2. Patience. There are no quick meals. We must gather sticks and bark and wood (although most places sell firewood these days) to help us start our campfire and get cookin'. Firestarters are great, but only if I am ravenous! I try to avoid instant gratification as much as I can when it comes to camping. We must divide and conquer every task as a team.
3. Creativity. Experienced campers know things can always go awry, but it's how you deal with such a challenge that really matters. If we forget to pack something, we need to make it work with what we have or find an alternative. The first time this summer, we forgot the cooking rack for top of the fire ring. We managed by making foil-packet meals that turned out remarkably tasty. This is where "makin' a list and checkin' it twice" all starts to make sense.
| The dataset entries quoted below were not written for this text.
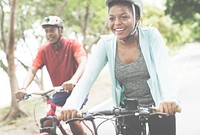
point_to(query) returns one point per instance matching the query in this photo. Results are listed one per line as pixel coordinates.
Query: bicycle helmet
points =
(52, 21)
(137, 3)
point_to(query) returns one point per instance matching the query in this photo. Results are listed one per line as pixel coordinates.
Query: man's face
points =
(53, 33)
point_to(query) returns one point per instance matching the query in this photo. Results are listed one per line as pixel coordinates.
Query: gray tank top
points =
(133, 77)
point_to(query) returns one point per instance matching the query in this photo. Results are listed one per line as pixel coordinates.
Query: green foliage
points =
(186, 12)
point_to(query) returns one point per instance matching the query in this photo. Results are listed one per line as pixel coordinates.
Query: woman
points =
(139, 67)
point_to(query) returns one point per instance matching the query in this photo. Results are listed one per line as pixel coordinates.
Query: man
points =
(65, 61)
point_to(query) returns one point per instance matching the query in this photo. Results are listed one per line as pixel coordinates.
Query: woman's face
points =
(120, 20)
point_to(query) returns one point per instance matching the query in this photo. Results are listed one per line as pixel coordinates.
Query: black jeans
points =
(157, 126)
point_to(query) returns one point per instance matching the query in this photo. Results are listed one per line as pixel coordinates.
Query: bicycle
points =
(143, 114)
(46, 95)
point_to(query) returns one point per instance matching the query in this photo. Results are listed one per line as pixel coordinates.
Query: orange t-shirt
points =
(61, 63)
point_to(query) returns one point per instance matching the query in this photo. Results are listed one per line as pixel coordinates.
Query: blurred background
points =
(21, 35)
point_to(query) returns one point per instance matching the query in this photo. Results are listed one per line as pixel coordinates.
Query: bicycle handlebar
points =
(118, 112)
(43, 92)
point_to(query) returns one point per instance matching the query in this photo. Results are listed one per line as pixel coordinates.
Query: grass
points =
(24, 125)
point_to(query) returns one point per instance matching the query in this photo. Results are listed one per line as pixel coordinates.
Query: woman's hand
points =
(69, 85)
(19, 94)
(67, 114)
(168, 107)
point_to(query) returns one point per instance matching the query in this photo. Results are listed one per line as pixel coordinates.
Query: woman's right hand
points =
(19, 94)
(67, 114)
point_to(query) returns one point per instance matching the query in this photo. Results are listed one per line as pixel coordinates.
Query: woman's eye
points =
(111, 19)
(124, 17)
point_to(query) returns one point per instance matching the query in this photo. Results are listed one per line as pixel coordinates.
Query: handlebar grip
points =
(78, 115)
(178, 109)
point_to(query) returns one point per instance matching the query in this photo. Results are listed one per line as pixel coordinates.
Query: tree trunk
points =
(10, 48)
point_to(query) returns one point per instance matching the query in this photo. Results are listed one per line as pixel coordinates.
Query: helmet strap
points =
(57, 42)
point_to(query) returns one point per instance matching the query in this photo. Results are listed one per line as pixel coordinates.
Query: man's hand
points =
(20, 93)
(168, 107)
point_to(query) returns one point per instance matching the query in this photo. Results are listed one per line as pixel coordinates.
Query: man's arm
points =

4. Out of our comfort zone. "But how do you manage when they are so little?" is a question I often face. Well, that's the beauty of it — even my feisty two-year-old needs to learn to adapt and embrace a little discomfort. It might be somewhat challenging at first, but give it some time, and you will notice how kids too begin to welcome this slower-paced and not so convenient living.
But perhaps the biggest reward of going camping is not learning to be patient or the ability to unplug from our devices. City living has alienated us from the wonders of the natural world so much that our children only get to learn about forest animals and biological processes from a textbook. "What is the extinction of a condor to a child who has never seen a wren?" once said naturalist Robert
Michael Pyle. Why is is that older generations can easily identify the trees, shrubs, and birds in their surroundings, but my generation has lost this ability and probably the interest to do so? Our children are merely following our footsteps.
Our growing disengagement from nature, I soon realized, is the reason why I love immersing ourselves in these rustic getaways. As my children lift a rotten log and make amazing discoveries, I do too. Their unnumerable questions have motivated me to find the answers. Their sense of wonder is what makes family camping so meaningful at such a young age. Observing my four-year-old move around stumps, rocks, and other loose parts in an uneven ground can be nerve-wracking, but ultimately, I know he is building self-confidence.
If we want children to protect nature they must experience it first-hand.